Zackes Brustik: Endlich ist es soweit. Ich hatte schon oft angekündigt, in dieser Staffel wird es einen Schwerpunkt auf dem Thema Kreislaufwirtschaft geben. Und mit dieser Folge geht es los. Warum? Das Omnibus-Paket hebt natürlich super viel an Nachhaltigkeits- und Reporting-Verpflichtungen auf, aber an der Kreislaufwirtschaft bleibt die EU dran. Unter anderem mit dem Circular Economy Act, als auch der EPR, also der Erweiterten Hersteller Verpflichtung. Das sind erstmal gute Neuigkeiten. Aber nicht alles, was ich mir als Enthusiast jetzt so vorstelle, was politisch vielleicht sogar geplant oder gewünscht ist und vor allem was für das Erreichen unserer Nachhaltigkeitsziele schlichtweg notwendig wäre, lässt sich tatsächlich auch erreichen. Auf die umsetzenden Unternehmen warten nämlich echt knackige technologische Hürden und prozessuale Herausforderungen, vor allem dann, wenn es gleichzeitig auch noch wirtschaftlich sein soll. Und dann gibt es auch noch ein paar unverrückbare Grenzen, über die nur ganz wenige sprechen. In dieser Folge hört ihr daher zum allerersten Mal von den 3 Hauptsätzen der Kreislaufwirtschaft. Formuliert hat sie Professor Thomas Gries, renommierter Wissenschaftler und Direktor des ITA, des Instituts für Textiltechnik an der LWTH Aachen. 1 der größten Institute für die Textilindustrie in Europa, an dem unglaublich praxisnah geforscht wird. Er ist zudem Mitglied der Deutschen Akademie der Technikwissenschaften und in zahlreichen Beiräten. Er wird mir erklären, warum aus seiner wissenschaftlichen Sicht der perfekte Kreislauf nicht möglich ist, wie auf dem Weg zum Erreichbaren, aber dringend über Themen wie Sektorkopplung in der Kreislaufwirtschaft, Mülltonnengängigkeit und natürlich auch KI und Digitalisierung sprechen müssen. Anhand vieler Beispiel aus der Textilindustrie deklinieren wir einmal die grundlegenden Themen der Kreislaufwirtschaft durch und wie immer wirst du die Einblicke auch fast 1 zu 1 auf jegliche andere Branche übertragen können. Und damit herzlich willkommen bei Gewinne Zukunft, dem Nachhaltigkeits-Podcast der Pioniere und Professionals. Mein Name ist Zakkes und ich freue mich wie immer enorm, dass du mit an Bord bist. Los geht's. Moin Thomas, richtig schön dich dabei zu haben.

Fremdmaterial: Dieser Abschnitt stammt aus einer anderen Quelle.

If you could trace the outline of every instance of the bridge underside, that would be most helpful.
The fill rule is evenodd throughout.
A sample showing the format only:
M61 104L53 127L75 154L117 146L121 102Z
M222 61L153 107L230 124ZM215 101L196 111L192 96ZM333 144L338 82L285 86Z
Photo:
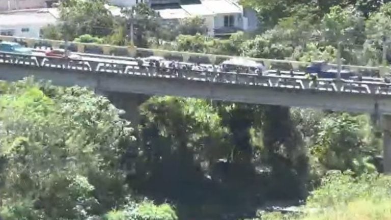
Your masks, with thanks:
M185 78L153 77L12 65L0 65L0 80L17 81L31 76L34 76L37 79L50 80L55 85L78 85L95 89L99 93L107 95L120 108L125 108L128 112L125 114L125 117L133 121L135 124L137 122L134 121L137 121L137 119L136 117L135 118L132 115L133 112L136 110L141 101L140 97L146 97L148 95L173 95L253 104L383 114L384 115L382 120L384 131L384 171L391 174L391 116L387 116L391 115L391 99L387 97L389 96L207 82L189 80ZM135 96L134 94L138 95ZM131 98L134 97L137 97L137 98ZM375 108L378 109L377 112L375 112Z
M16 81L29 76L50 80L55 85L78 85L105 92L172 95L351 112L374 113L376 106L378 111L376 113L391 114L391 98L390 96L384 95L336 93L197 81L174 77L0 65L0 80Z

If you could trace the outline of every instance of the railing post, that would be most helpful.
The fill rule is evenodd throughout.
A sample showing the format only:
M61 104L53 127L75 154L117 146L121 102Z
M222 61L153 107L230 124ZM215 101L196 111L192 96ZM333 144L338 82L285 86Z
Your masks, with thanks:
M383 115L383 169L384 174L391 175L391 115Z

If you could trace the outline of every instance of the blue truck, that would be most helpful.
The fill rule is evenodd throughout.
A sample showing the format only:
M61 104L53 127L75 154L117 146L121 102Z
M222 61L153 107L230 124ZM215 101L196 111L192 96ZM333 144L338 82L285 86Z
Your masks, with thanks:
M316 74L319 78L337 78L338 70L337 68L331 66L326 61L315 61L305 69L305 73L310 74ZM341 78L348 79L357 74L350 70L341 69Z
M33 51L31 48L24 47L16 42L2 41L0 42L0 52L30 54Z

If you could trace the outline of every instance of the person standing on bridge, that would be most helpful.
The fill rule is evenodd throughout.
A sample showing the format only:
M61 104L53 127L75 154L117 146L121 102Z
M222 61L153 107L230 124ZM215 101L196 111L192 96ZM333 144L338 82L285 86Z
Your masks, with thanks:
M316 74L311 75L311 80L314 87L317 88L318 87L318 75Z

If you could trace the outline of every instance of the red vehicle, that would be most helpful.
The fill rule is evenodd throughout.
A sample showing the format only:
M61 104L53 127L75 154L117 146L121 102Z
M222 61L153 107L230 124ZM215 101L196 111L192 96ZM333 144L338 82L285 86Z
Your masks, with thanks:
M47 57L54 57L61 58L69 58L71 59L80 59L81 58L79 55L71 54L68 52L68 54L65 53L65 50L64 49L53 49L50 51L45 53Z

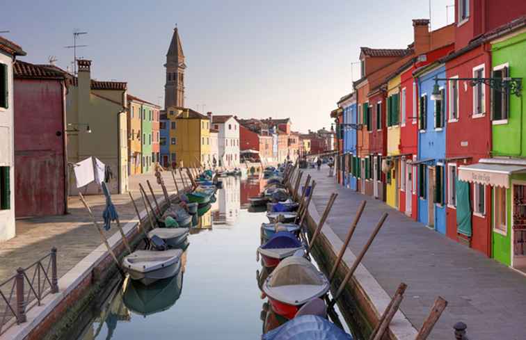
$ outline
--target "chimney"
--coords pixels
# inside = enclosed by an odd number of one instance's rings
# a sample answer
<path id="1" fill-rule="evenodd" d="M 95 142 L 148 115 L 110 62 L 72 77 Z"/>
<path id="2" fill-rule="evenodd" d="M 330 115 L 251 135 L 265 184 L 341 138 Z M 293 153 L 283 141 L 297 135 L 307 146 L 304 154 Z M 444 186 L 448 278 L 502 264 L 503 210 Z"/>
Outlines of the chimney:
<path id="1" fill-rule="evenodd" d="M 91 92 L 91 60 L 79 59 L 77 60 L 79 73 L 77 103 L 79 120 L 83 120 L 83 114 L 87 114 L 90 105 L 90 92 Z"/>
<path id="2" fill-rule="evenodd" d="M 429 19 L 413 19 L 413 29 L 415 39 L 415 55 L 420 56 L 431 49 Z"/>

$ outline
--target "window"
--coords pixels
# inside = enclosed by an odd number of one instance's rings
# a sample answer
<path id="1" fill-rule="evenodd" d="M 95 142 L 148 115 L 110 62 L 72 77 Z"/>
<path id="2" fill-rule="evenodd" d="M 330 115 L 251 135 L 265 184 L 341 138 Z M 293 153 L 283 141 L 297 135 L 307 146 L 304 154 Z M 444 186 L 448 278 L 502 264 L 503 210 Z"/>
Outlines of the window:
<path id="1" fill-rule="evenodd" d="M 435 101 L 435 129 L 444 127 L 444 88 L 440 88 L 440 98 L 443 99 Z"/>
<path id="2" fill-rule="evenodd" d="M 406 125 L 406 88 L 402 88 L 401 95 L 401 118 L 400 118 L 400 124 L 402 127 Z"/>
<path id="3" fill-rule="evenodd" d="M 501 65 L 493 68 L 493 78 L 507 78 L 509 76 L 508 65 Z M 494 124 L 506 122 L 509 117 L 509 91 L 500 92 L 495 88 L 491 90 L 491 120 Z"/>
<path id="4" fill-rule="evenodd" d="M 459 23 L 470 17 L 470 0 L 459 0 Z"/>
<path id="5" fill-rule="evenodd" d="M 452 76 L 457 79 L 459 76 Z M 456 122 L 459 120 L 459 81 L 449 81 L 449 122 Z"/>
<path id="6" fill-rule="evenodd" d="M 9 107 L 9 75 L 7 64 L 0 63 L 0 108 Z"/>
<path id="7" fill-rule="evenodd" d="M 418 197 L 425 200 L 427 188 L 427 167 L 425 164 L 418 164 Z"/>
<path id="8" fill-rule="evenodd" d="M 376 103 L 376 130 L 382 129 L 382 102 Z"/>
<path id="9" fill-rule="evenodd" d="M 507 233 L 507 217 L 506 216 L 506 188 L 493 187 L 495 197 L 495 221 L 493 228 L 496 232 L 506 235 Z"/>
<path id="10" fill-rule="evenodd" d="M 435 197 L 433 202 L 437 204 L 444 204 L 444 166 L 435 167 Z"/>
<path id="11" fill-rule="evenodd" d="M 427 127 L 427 95 L 420 97 L 420 130 L 425 130 Z"/>
<path id="12" fill-rule="evenodd" d="M 0 166 L 0 210 L 11 209 L 10 168 Z"/>
<path id="13" fill-rule="evenodd" d="M 473 213 L 484 216 L 486 215 L 486 186 L 473 184 Z"/>
<path id="14" fill-rule="evenodd" d="M 473 69 L 473 78 L 484 78 L 484 64 Z M 473 86 L 473 116 L 486 113 L 486 86 L 478 83 Z"/>
<path id="15" fill-rule="evenodd" d="M 456 207 L 456 164 L 447 165 L 447 205 Z"/>

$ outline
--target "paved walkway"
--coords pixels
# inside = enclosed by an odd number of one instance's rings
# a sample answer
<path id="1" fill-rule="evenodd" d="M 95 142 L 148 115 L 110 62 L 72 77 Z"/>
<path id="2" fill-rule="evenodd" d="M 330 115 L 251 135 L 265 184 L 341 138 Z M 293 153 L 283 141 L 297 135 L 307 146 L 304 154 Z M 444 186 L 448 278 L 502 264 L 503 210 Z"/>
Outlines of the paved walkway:
<path id="1" fill-rule="evenodd" d="M 328 223 L 343 241 L 360 203 L 367 201 L 349 248 L 358 254 L 380 216 L 385 224 L 363 264 L 390 296 L 408 284 L 401 311 L 420 328 L 435 298 L 449 302 L 429 339 L 452 340 L 453 325 L 468 325 L 472 340 L 526 339 L 526 276 L 415 222 L 381 201 L 342 187 L 328 169 L 309 170 L 316 180 L 312 202 L 320 215 L 331 193 L 338 197 Z"/>

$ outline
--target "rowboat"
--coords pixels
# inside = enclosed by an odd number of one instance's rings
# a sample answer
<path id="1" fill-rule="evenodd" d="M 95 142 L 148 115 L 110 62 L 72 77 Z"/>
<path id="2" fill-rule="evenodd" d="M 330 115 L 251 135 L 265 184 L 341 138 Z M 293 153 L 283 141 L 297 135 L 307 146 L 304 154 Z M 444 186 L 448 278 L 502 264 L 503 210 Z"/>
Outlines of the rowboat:
<path id="1" fill-rule="evenodd" d="M 168 309 L 175 304 L 182 290 L 183 273 L 160 280 L 150 286 L 129 280 L 126 285 L 122 301 L 126 307 L 143 316 Z"/>
<path id="2" fill-rule="evenodd" d="M 324 296 L 329 282 L 308 259 L 291 256 L 280 262 L 263 284 L 274 312 L 288 319 L 299 309 L 316 298 Z"/>
<path id="3" fill-rule="evenodd" d="M 263 266 L 276 267 L 281 260 L 304 250 L 303 245 L 288 232 L 278 232 L 265 243 L 257 248 Z"/>

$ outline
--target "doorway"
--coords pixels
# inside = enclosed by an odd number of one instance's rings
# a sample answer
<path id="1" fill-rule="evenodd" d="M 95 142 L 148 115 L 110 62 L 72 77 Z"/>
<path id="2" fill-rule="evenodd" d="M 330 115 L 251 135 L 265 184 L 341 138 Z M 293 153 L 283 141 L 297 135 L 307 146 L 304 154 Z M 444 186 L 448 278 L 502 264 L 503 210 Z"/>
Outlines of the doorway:
<path id="1" fill-rule="evenodd" d="M 433 202 L 435 193 L 435 167 L 429 166 L 427 173 L 427 226 L 435 227 L 435 203 Z"/>

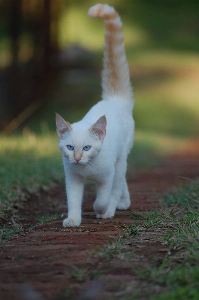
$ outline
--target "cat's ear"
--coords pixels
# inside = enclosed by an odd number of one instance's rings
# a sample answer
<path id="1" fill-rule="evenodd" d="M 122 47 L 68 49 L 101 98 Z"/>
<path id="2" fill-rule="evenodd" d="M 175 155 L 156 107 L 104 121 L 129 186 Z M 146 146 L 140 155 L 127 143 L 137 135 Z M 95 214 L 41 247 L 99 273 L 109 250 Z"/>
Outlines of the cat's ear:
<path id="1" fill-rule="evenodd" d="M 97 120 L 95 124 L 89 129 L 92 136 L 99 138 L 101 141 L 104 139 L 106 134 L 106 117 L 102 116 Z"/>
<path id="2" fill-rule="evenodd" d="M 71 124 L 66 122 L 59 114 L 56 114 L 57 134 L 60 139 L 63 139 L 67 133 L 72 130 Z"/>

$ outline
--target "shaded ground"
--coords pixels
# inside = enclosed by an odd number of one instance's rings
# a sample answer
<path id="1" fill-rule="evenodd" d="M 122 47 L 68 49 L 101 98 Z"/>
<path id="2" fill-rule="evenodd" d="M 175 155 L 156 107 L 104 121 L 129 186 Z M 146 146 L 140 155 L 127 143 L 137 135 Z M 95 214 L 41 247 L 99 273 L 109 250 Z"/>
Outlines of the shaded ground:
<path id="1" fill-rule="evenodd" d="M 170 155 L 156 169 L 141 172 L 130 180 L 130 210 L 152 210 L 160 206 L 164 193 L 196 177 L 199 177 L 199 141 L 190 143 L 181 153 Z M 64 229 L 61 220 L 40 224 L 0 248 L 0 299 L 31 299 L 25 294 L 29 288 L 24 288 L 24 283 L 31 284 L 45 299 L 127 299 L 136 291 L 135 269 L 157 265 L 167 251 L 157 240 L 161 232 L 148 231 L 136 237 L 130 245 L 133 257 L 110 259 L 103 254 L 109 247 L 107 244 L 104 247 L 105 243 L 121 235 L 133 220 L 128 212 L 117 212 L 110 220 L 97 220 L 93 199 L 93 187 L 88 186 L 80 227 Z M 26 217 L 24 224 L 28 228 L 35 224 L 36 216 L 64 211 L 64 187 L 57 186 L 48 194 L 30 198 L 20 214 Z M 24 298 L 19 294 L 21 289 Z M 143 286 L 142 299 L 157 293 L 154 289 Z"/>

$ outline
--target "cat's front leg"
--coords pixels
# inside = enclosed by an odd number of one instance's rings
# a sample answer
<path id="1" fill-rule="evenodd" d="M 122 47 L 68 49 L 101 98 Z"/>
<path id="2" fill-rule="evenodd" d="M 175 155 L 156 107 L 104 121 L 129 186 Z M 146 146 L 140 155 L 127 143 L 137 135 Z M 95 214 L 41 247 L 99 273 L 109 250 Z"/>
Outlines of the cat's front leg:
<path id="1" fill-rule="evenodd" d="M 81 224 L 81 206 L 84 181 L 77 176 L 66 177 L 66 194 L 68 200 L 68 218 L 63 220 L 64 227 L 74 227 Z"/>
<path id="2" fill-rule="evenodd" d="M 97 184 L 97 198 L 93 205 L 95 212 L 98 215 L 104 214 L 109 206 L 111 190 L 113 185 L 113 176 L 109 176 L 105 182 Z"/>

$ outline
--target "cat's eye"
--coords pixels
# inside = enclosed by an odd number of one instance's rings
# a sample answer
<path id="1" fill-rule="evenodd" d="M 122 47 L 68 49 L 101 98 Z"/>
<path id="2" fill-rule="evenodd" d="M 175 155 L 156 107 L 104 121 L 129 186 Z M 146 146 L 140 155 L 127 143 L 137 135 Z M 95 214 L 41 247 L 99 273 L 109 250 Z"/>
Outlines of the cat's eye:
<path id="1" fill-rule="evenodd" d="M 84 146 L 84 147 L 83 147 L 83 150 L 84 150 L 84 151 L 89 151 L 90 148 L 91 148 L 91 146 L 87 145 L 87 146 Z"/>
<path id="2" fill-rule="evenodd" d="M 66 145 L 66 147 L 68 148 L 68 150 L 70 150 L 70 151 L 73 151 L 74 150 L 74 147 L 73 146 L 71 146 L 71 145 Z"/>

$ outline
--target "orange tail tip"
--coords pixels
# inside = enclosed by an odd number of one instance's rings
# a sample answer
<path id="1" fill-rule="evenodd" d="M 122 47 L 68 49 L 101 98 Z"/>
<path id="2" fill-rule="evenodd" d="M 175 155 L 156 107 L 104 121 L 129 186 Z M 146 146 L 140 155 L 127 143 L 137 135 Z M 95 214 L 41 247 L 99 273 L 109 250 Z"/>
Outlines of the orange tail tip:
<path id="1" fill-rule="evenodd" d="M 107 4 L 96 4 L 92 6 L 88 11 L 88 15 L 91 18 L 102 18 L 104 20 L 118 16 L 115 9 Z"/>

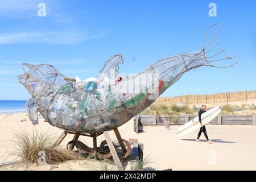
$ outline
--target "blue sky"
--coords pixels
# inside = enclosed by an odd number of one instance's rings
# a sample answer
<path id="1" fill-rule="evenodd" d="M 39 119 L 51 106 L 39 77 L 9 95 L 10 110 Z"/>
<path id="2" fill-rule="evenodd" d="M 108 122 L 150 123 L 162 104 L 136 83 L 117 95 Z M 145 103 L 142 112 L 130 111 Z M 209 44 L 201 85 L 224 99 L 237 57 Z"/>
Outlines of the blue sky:
<path id="1" fill-rule="evenodd" d="M 46 16 L 38 16 L 39 2 Z M 217 17 L 208 15 L 210 3 Z M 65 76 L 97 75 L 110 55 L 121 53 L 121 72 L 200 51 L 205 29 L 222 24 L 220 47 L 240 62 L 229 69 L 201 67 L 186 73 L 162 96 L 256 89 L 255 1 L 0 0 L 0 100 L 27 100 L 18 81 L 21 64 L 48 63 Z M 200 82 L 200 83 L 199 83 Z"/>

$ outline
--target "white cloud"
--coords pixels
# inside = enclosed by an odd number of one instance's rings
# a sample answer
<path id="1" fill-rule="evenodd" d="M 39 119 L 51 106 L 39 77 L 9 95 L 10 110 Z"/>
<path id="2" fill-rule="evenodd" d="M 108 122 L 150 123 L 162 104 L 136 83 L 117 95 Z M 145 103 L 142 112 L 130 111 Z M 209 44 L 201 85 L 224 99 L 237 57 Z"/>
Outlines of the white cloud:
<path id="1" fill-rule="evenodd" d="M 82 42 L 100 36 L 99 35 L 89 36 L 86 33 L 78 31 L 31 31 L 3 33 L 0 34 L 0 44 L 26 43 L 69 44 Z"/>

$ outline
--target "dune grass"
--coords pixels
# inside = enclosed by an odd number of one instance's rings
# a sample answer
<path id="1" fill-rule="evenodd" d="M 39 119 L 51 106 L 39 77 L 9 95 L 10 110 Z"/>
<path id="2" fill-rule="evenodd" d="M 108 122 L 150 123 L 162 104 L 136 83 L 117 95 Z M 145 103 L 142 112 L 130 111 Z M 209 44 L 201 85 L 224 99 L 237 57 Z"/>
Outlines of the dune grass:
<path id="1" fill-rule="evenodd" d="M 193 114 L 194 111 L 188 105 L 179 106 L 175 104 L 167 106 L 161 104 L 152 104 L 140 114 Z"/>
<path id="2" fill-rule="evenodd" d="M 47 132 L 38 133 L 35 130 L 32 134 L 16 132 L 15 136 L 16 148 L 14 154 L 20 159 L 21 163 L 56 164 L 82 158 L 71 150 L 55 144 L 55 137 Z"/>

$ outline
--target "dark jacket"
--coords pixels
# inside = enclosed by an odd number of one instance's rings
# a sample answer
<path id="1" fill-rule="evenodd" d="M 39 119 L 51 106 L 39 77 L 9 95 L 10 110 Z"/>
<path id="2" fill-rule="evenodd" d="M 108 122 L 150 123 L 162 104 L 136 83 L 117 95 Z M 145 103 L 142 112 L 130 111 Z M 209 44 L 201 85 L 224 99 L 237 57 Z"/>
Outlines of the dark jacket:
<path id="1" fill-rule="evenodd" d="M 200 122 L 200 123 L 202 123 L 202 120 L 201 119 L 201 115 L 203 113 L 205 113 L 205 112 L 206 112 L 206 111 L 203 110 L 203 109 L 200 109 L 200 110 L 199 110 L 199 112 L 198 113 L 198 117 L 199 117 L 199 122 Z"/>

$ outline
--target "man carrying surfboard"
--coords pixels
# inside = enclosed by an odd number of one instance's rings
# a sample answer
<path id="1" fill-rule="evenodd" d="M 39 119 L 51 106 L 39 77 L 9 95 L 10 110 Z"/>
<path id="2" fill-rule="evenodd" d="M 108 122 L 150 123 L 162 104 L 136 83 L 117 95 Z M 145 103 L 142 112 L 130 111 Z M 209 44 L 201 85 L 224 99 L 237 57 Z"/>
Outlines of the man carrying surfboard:
<path id="1" fill-rule="evenodd" d="M 196 139 L 196 142 L 199 142 L 200 140 L 199 140 L 199 138 L 201 136 L 201 134 L 202 134 L 202 132 L 204 133 L 204 136 L 205 136 L 206 139 L 207 139 L 207 142 L 209 143 L 212 143 L 212 142 L 210 140 L 209 140 L 208 136 L 207 135 L 207 133 L 206 131 L 205 126 L 204 126 L 204 125 L 202 123 L 202 121 L 201 119 L 201 115 L 206 112 L 206 105 L 204 104 L 202 105 L 202 109 L 199 110 L 199 112 L 198 113 L 198 117 L 199 119 L 199 122 L 201 125 L 200 130 L 199 130 L 199 132 L 197 135 L 197 138 Z"/>

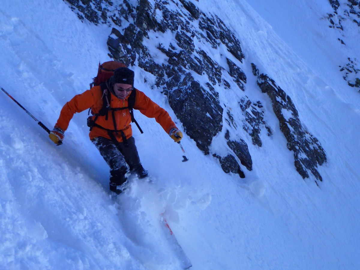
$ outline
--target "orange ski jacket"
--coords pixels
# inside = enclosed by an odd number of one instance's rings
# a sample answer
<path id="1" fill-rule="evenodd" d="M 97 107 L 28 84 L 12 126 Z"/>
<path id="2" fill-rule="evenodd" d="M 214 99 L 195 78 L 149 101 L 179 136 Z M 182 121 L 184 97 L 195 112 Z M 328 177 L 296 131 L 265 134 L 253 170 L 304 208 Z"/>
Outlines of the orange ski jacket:
<path id="1" fill-rule="evenodd" d="M 132 91 L 136 91 L 134 109 L 138 110 L 143 114 L 149 118 L 155 118 L 156 122 L 168 134 L 172 129 L 177 128 L 166 111 L 152 101 L 141 91 L 136 89 L 134 89 Z M 111 100 L 109 100 L 110 107 L 112 108 L 127 107 L 127 98 L 130 93 L 131 92 L 129 92 L 127 97 L 123 100 L 118 98 L 111 93 Z M 106 98 L 106 95 L 104 95 L 104 99 Z M 75 113 L 81 112 L 90 108 L 93 113 L 98 113 L 103 106 L 102 97 L 103 91 L 99 86 L 94 86 L 90 90 L 77 95 L 63 107 L 55 127 L 65 131 L 67 129 L 69 123 Z M 113 119 L 112 114 L 109 113 L 107 120 L 105 120 L 105 116 L 98 116 L 96 120 L 96 123 L 106 129 L 113 130 L 114 129 L 114 123 L 116 123 L 116 129 L 122 130 L 126 138 L 129 139 L 132 135 L 131 116 L 129 109 L 127 108 L 116 111 L 114 113 L 114 121 Z M 93 117 L 93 120 L 95 117 L 95 116 Z M 118 141 L 122 141 L 120 132 L 113 133 Z M 111 139 L 107 130 L 96 126 L 91 129 L 89 136 L 90 140 L 96 137 L 103 137 Z"/>

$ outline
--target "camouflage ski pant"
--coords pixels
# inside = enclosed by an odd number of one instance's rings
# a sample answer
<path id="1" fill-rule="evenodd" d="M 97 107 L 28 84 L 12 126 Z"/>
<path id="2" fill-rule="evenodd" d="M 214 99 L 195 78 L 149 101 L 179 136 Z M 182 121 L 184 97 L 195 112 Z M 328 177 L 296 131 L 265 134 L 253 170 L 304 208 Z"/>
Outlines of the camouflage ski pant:
<path id="1" fill-rule="evenodd" d="M 128 147 L 121 142 L 118 149 L 112 141 L 103 137 L 97 137 L 91 141 L 110 167 L 110 182 L 117 185 L 125 183 L 129 170 L 140 164 L 133 137 L 127 139 Z"/>

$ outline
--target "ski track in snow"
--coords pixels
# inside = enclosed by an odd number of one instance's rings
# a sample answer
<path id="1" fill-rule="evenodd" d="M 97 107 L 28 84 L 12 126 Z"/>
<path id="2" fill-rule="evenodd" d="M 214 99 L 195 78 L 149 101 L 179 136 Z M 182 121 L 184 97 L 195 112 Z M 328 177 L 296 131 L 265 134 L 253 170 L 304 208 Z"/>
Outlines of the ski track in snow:
<path id="1" fill-rule="evenodd" d="M 81 22 L 63 1 L 4 1 L 0 86 L 51 129 L 65 102 L 87 89 L 99 62 L 108 60 L 111 29 Z M 224 174 L 186 136 L 189 161 L 181 162 L 179 145 L 135 112 L 145 133 L 135 127 L 134 136 L 153 183 L 135 178 L 124 194 L 112 197 L 107 165 L 89 140 L 86 112 L 75 116 L 64 144 L 56 147 L 1 91 L 0 268 L 179 269 L 164 240 L 162 213 L 194 269 L 359 268 L 359 96 L 337 69 L 350 49 L 333 43 L 336 35 L 320 18 L 331 12 L 326 1 L 293 7 L 250 2 L 194 3 L 238 35 L 247 75 L 255 63 L 293 100 L 327 153 L 319 186 L 296 172 L 269 101 L 264 117 L 273 135 L 262 133 L 260 148 L 248 144 L 253 169 L 244 179 Z M 296 20 L 293 13 L 309 7 L 315 7 L 296 23 L 284 24 L 283 14 Z M 222 63 L 220 54 L 236 61 L 222 47 L 204 49 Z M 151 88 L 153 76 L 133 68 L 138 88 L 183 130 L 166 97 Z M 256 78 L 248 77 L 246 94 L 263 99 Z M 229 107 L 238 105 L 239 93 L 219 94 Z"/>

Thomas Gries: Ja, schönen guten Morgen, es freut mich auch sehr.
Zackes Brustik: Ich habe dich kennengelernt in einem Panel in Augsburg. Das ist auch eine, die Hochschule, die Technische in Augsburg gehört auch zum ITA. Ihr seid wirklich ein riesiger Komplex, der da am vorderster Front forscht. Das Spannende ist, in Augsburg habt ihr die erste Modellfabrik für mechanisches Textilrecycling weltweit. Und da hatte ich 2 Gefühle, ein sehr positives und ein Schreckmoment. Einerseits dachte ich, mega cool, dass wir sowas in Deutschland haben, dass wir wirklich exzellent vorne mit dabei sind. Und dann dachte ich so, warte mal, Moment mal, wenn das die erste Mobilfabrik weltweit ist, was heißt das denn dann für den aktuellen Stand von Recycling? Dann müssen wir richtig hinterher sein, wenn das überhaupt noch nicht in der Industrie ist. Sind da so 2 Emotionen, die selbst dich tagtäglich in 1 Arbeit begleiten?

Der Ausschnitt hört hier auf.